Glucocorticoid treatment of inflammatory disorders is associated with significant adverse effects related to glucocorticoid excess as well as adrenal insufficiency. This necessitates awareness of its use. We therefore investigated trends in systemic glucocorticoid use as well as morbidity and comedications among users.

Design

Cross-sectional drug utilisation study.

Methods

We conducted a population-based study of 926,314 users of systemic glucocorticoids (oral and injectable formulations) from 1999 to 2014 using Danish nationwide registries. We computed annual prevalence and incidence of systemic glucocorticoid use and prevalence of comedications and morbidity.
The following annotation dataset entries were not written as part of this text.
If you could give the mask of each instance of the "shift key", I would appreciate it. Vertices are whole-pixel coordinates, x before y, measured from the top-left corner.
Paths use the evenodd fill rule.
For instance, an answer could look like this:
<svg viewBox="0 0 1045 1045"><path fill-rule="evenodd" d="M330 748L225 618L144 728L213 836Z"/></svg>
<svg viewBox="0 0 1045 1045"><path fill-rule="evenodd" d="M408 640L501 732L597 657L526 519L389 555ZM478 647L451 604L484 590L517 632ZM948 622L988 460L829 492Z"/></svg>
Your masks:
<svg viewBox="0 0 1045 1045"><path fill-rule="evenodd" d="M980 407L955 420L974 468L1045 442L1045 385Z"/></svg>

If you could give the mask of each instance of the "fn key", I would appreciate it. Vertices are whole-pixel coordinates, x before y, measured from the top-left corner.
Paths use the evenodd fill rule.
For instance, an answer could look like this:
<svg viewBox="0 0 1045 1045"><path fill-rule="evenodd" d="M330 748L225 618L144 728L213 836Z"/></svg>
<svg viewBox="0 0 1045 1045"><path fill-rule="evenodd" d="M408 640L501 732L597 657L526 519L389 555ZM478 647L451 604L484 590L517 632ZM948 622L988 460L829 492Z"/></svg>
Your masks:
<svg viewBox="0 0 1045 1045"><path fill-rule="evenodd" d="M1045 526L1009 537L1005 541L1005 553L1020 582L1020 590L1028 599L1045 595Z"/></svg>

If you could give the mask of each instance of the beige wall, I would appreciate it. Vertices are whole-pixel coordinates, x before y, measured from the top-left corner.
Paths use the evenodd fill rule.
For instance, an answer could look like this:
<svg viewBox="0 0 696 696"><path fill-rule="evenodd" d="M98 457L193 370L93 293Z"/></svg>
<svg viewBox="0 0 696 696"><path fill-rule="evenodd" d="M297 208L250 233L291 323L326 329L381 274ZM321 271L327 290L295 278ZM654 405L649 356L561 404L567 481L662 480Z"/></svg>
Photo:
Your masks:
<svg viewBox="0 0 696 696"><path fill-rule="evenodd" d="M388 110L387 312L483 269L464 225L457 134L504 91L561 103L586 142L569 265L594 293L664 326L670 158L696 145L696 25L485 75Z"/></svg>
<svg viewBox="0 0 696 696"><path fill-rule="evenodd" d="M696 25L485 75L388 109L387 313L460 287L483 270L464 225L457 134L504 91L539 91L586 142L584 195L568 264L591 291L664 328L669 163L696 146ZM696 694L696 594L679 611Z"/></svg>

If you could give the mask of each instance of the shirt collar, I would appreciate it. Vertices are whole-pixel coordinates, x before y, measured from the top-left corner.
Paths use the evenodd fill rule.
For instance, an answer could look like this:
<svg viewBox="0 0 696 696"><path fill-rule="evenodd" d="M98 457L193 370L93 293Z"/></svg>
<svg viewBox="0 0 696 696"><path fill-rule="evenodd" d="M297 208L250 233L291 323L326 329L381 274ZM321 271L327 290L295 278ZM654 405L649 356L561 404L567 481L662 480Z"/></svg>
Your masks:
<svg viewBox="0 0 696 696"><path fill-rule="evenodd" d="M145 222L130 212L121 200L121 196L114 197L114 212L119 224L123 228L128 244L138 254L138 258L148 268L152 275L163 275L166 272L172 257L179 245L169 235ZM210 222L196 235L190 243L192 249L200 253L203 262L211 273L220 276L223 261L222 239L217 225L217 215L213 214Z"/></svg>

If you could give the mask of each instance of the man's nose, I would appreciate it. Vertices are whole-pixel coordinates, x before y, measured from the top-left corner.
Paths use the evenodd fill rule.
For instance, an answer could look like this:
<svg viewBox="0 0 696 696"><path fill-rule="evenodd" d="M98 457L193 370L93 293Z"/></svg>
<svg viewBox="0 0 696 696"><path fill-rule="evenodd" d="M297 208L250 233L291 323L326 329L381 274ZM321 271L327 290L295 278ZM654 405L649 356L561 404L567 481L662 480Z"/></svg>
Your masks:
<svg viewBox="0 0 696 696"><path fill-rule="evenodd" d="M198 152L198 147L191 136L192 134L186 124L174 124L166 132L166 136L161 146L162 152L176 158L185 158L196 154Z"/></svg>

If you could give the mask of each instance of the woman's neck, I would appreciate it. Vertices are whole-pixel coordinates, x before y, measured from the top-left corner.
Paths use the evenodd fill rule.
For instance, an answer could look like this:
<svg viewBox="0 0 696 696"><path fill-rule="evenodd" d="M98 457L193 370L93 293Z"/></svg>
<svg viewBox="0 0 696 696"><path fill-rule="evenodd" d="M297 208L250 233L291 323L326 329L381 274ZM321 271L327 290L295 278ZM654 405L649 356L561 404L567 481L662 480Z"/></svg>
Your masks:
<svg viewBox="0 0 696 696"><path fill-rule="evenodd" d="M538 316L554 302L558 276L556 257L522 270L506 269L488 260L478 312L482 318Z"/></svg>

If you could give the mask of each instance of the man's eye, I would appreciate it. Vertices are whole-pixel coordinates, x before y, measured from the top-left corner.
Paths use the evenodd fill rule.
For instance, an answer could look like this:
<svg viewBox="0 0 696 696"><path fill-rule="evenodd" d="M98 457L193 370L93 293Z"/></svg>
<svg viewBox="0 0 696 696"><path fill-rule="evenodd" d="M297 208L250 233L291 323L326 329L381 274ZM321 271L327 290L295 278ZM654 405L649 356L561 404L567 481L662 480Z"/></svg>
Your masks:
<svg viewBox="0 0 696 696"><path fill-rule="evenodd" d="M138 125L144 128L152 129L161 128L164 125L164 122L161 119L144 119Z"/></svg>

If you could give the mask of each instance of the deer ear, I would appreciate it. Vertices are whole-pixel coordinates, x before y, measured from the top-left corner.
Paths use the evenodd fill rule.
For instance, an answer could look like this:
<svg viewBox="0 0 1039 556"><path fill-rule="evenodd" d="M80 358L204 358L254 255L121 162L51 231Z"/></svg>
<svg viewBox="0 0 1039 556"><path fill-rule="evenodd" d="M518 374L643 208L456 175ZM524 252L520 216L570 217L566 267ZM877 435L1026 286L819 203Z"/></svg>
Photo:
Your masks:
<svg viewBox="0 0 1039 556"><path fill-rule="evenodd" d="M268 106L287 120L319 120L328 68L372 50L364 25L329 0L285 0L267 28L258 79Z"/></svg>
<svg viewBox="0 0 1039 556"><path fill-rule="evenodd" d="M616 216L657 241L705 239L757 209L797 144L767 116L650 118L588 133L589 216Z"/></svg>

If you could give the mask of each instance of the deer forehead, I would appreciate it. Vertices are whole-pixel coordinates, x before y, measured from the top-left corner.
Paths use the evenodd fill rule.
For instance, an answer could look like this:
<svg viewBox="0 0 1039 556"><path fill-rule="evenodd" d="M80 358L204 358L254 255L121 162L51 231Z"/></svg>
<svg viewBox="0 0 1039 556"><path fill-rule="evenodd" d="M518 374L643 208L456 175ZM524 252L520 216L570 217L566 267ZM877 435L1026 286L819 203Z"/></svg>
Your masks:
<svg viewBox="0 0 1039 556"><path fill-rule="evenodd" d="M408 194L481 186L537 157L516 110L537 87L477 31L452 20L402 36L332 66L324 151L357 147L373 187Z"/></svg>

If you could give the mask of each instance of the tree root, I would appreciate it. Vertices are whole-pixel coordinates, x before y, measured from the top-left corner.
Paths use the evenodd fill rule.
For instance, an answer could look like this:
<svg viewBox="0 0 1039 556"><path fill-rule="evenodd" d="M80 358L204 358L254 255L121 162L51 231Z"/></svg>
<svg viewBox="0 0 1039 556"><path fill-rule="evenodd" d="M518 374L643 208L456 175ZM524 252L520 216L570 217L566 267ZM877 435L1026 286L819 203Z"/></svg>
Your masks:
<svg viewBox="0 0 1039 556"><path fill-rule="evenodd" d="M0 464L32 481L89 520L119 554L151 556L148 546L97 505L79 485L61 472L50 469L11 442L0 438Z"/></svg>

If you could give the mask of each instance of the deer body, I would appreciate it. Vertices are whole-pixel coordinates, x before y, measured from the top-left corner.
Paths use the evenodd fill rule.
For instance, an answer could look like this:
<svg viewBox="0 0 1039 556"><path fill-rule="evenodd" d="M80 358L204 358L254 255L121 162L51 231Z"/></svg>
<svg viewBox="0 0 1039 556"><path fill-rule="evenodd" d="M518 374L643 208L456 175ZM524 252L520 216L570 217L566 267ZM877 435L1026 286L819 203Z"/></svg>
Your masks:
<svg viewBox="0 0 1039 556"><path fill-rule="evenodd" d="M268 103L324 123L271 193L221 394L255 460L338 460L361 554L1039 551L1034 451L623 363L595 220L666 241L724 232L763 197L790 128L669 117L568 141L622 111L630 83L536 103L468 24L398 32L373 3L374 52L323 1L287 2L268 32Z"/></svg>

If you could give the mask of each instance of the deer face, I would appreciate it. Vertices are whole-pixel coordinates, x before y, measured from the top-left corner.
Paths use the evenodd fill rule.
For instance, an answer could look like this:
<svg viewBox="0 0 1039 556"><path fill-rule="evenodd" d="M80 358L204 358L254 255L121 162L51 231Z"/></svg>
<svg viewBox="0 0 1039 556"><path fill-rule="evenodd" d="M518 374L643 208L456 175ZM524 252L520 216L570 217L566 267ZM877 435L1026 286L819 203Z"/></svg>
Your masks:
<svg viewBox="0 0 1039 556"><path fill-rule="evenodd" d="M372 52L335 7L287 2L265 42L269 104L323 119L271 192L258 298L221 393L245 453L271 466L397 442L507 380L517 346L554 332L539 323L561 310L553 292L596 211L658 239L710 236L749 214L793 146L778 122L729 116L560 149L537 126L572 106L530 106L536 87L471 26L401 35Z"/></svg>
Further, we assessed the annual amount of disease-modifying drug use.

Results

Of the 926,314 users of systemic glucocorticoids, 54% were female and median age at first-time use was 55 years. The annual prevalence was ≈ 3%, while the incidence was ≈ 1.4/100 person years (p-y). Both figures remained constant from 1999 to 2014. In the elderly, the annual prevalence was 6.7–7.7% (60–79 years of age) and 9.7–11% (≥80 years of age). Incidence increased among persons aged ≥80 years from 3.0/100 p-y in 1999 to 3.6/100 p-y in 2014. Concomitantly, the annual amount of for example methotrexate, azathioprine and tumour necrosis factor (TNF)-alpha agents increased and new biological agents emerged. The most frequent comedications were antibiotics (49%), cardiovascular drugs (38%) and NSAIDs (37%).

Conclusions

Our findings confirm a widespread use of systemic glucocorticoids, especially in the elderly, which prevails despite increased use of disease-modifying drugs. The continuously prevalent use of glucocorticoid use constitutes a challenge for the endocrine community.